In total, we need roughly $1 billion of capital in 2015 to execute our plan and more as we expand our business. Our plan to raise that capital will include some of the strategy we have used in the past, such as issuing preferred shares or continuing our dividend reinvestment plan. But going forward, we will also use TransAlta Renewables as a funding source.
We created TransAlta Renewables (RNW) in 2013 to be our sponsored vehicle to own our long‐term contracted assets. Our intention was to establish a currency that we can use to grow the business. Since we launched it in 2013, RNW’s performance has been solid.
We also increased RNW’s dividend by three per cent after acquiring the Wyoming wind project in 2013. We are committed to these assets, and we expect to maintain a high level of ownership in our sponsored vehicle.
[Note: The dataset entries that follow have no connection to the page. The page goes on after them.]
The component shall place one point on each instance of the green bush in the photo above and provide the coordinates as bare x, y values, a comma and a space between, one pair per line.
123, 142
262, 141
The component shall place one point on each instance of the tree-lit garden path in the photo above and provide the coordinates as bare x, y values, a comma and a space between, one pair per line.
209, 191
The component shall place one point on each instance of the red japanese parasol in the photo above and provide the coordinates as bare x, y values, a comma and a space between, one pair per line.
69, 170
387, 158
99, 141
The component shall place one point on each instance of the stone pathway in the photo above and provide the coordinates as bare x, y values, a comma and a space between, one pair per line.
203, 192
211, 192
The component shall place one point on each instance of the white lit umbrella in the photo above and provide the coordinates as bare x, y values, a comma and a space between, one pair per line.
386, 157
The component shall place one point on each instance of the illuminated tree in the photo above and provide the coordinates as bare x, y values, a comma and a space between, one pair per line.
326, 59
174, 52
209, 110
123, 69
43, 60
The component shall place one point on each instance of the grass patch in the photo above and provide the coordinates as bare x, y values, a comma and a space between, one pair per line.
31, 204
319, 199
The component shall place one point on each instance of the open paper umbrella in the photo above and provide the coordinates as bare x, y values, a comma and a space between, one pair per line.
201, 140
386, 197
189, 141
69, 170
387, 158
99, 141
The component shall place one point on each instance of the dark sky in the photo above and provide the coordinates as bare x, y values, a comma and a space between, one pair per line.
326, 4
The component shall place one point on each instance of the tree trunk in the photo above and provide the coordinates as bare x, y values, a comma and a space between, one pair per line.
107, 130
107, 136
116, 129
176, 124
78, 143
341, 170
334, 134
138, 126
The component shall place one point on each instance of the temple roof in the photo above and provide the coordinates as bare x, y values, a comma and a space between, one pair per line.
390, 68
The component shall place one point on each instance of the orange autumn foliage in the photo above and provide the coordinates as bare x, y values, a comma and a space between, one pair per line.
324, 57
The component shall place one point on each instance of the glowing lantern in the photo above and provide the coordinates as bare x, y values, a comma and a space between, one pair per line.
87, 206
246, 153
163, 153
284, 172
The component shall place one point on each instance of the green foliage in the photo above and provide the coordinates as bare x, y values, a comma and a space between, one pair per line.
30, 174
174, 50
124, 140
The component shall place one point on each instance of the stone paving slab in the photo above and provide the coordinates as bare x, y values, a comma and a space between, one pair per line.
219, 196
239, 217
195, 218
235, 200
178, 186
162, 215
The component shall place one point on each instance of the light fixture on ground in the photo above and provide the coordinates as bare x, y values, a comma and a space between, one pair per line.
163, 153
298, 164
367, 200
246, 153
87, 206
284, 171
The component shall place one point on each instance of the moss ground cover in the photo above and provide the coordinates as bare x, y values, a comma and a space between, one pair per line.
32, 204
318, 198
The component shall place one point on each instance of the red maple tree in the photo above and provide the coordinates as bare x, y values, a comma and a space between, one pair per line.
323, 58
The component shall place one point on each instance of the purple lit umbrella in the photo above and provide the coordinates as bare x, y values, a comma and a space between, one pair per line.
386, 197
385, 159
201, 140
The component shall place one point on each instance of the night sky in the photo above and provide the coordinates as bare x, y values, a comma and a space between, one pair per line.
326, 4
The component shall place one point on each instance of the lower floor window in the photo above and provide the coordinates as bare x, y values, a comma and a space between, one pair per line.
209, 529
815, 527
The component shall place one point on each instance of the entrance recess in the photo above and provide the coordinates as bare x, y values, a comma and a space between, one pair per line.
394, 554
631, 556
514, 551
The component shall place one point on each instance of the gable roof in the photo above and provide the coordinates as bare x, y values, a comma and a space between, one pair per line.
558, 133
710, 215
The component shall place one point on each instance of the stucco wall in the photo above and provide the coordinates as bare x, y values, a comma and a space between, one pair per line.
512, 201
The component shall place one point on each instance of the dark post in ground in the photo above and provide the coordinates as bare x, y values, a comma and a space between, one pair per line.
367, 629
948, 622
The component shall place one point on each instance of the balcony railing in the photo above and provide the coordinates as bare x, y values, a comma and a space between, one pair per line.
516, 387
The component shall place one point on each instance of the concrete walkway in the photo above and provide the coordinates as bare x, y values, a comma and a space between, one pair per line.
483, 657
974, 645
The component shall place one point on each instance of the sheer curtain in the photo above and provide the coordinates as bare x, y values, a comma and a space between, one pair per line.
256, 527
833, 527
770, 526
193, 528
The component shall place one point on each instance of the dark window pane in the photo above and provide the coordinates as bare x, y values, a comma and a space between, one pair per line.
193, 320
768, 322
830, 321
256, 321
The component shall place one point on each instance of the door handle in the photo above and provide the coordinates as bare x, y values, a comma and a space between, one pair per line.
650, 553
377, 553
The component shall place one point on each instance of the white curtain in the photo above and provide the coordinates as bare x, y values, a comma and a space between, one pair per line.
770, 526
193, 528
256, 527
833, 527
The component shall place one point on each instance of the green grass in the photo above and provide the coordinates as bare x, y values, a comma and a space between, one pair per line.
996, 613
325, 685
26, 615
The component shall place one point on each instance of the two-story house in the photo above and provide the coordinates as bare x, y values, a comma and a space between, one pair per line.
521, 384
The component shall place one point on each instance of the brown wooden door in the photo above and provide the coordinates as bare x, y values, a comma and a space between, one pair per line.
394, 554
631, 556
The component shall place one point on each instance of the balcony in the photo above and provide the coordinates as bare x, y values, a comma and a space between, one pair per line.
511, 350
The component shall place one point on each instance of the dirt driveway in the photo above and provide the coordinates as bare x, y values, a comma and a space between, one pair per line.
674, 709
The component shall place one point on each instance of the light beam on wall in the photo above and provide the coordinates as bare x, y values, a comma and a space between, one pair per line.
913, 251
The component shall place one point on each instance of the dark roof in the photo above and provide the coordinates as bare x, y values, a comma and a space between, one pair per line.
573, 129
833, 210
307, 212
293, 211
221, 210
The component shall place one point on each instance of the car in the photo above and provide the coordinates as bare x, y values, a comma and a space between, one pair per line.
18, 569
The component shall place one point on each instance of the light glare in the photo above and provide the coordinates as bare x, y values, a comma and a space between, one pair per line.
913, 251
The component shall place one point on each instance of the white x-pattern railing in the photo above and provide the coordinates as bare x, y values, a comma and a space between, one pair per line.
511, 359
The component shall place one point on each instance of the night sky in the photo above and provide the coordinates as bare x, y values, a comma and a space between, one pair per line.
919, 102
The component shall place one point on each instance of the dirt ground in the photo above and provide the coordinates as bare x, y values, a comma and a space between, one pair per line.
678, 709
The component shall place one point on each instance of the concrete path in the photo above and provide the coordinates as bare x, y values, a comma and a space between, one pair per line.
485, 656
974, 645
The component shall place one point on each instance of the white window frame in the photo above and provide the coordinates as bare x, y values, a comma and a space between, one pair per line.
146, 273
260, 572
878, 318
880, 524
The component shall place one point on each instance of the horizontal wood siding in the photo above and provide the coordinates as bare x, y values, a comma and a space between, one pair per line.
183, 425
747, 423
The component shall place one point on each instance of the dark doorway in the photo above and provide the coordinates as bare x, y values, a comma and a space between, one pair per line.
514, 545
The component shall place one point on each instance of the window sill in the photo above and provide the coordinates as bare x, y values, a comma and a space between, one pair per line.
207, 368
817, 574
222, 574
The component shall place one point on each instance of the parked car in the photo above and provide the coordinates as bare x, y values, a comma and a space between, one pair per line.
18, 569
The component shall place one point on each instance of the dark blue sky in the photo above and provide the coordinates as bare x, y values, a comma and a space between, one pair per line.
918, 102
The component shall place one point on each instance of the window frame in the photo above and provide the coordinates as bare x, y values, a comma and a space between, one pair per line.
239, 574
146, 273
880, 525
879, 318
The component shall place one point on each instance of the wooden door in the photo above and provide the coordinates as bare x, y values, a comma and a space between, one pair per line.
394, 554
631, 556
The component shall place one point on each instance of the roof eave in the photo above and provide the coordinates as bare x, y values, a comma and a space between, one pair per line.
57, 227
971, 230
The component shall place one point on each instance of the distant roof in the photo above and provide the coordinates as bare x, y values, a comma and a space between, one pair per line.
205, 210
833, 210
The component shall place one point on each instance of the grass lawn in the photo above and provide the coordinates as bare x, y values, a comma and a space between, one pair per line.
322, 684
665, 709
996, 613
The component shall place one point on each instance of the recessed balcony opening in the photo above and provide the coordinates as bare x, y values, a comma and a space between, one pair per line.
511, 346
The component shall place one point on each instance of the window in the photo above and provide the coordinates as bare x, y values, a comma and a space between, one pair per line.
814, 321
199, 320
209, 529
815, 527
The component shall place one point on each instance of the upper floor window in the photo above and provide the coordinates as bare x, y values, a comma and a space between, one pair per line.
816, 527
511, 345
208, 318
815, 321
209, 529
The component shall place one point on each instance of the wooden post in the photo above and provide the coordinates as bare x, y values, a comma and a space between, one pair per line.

Selling down our interest in TransAlta Renewables is not an option for us in the foreseeable future, so any asset we will drop down will be funded by using cash and equity at TransAlta Renewables as we maintain our ownership level.
A “drop-down” is the sale of assets to a subsidiary that is majority owned by the parent company and with public shareholders owning the minority position. As the 70 per cent majority sponsor of TransAlta Renewables, TransAlta still retains 70 per cent ownership of any assets that are dropped down into that subsidiary.
There are more than $3 billion of assets that we can sell to TransAlta Renewables in our portfolio over the next few years. That should provide RNW shareholders with visibility on future growth.
Our hydro assets in Alberta are clearly a good candidate. These assets will be non-contracted past 2020 when the PPAs in Alberta expire.
Our Australia businesses also fit very well the RNW investment profile. With the addition of South Hedland in 2017 and our interest in the Solomon pipeline, the average duration of our contract in Australia is more than 18 years. Our customers include solid mining companies and government‐owned utilities. A large portion of our cash flow in Australia is also denominated in US dollars, which reduces our exposure to the Australian currency.
The other asset that could fit well into drop-downs to TransAlta Renewables is our gas-fired portfolio in Canada. The Sarnia facility, for example, has a long‐term contract expiring between 2022 to 2025 and generates roughly $80 million of cash flow, very stable cash flow, annually.
Lastly, when we created TransAlta Renewables in 2013, we elected not to include a wind project in Quebec and a hydro project in Ontario. Each of those have long‐term contracts and could also be sold to TransAlta Renewables in the future.
We believe that raising $700 million to $1 billion over the next two or three years is very achievable. These actions will provide investors with visibility on the growth prospects of TransAlta Renewables, which will positively impact its valuation and its trading multiple.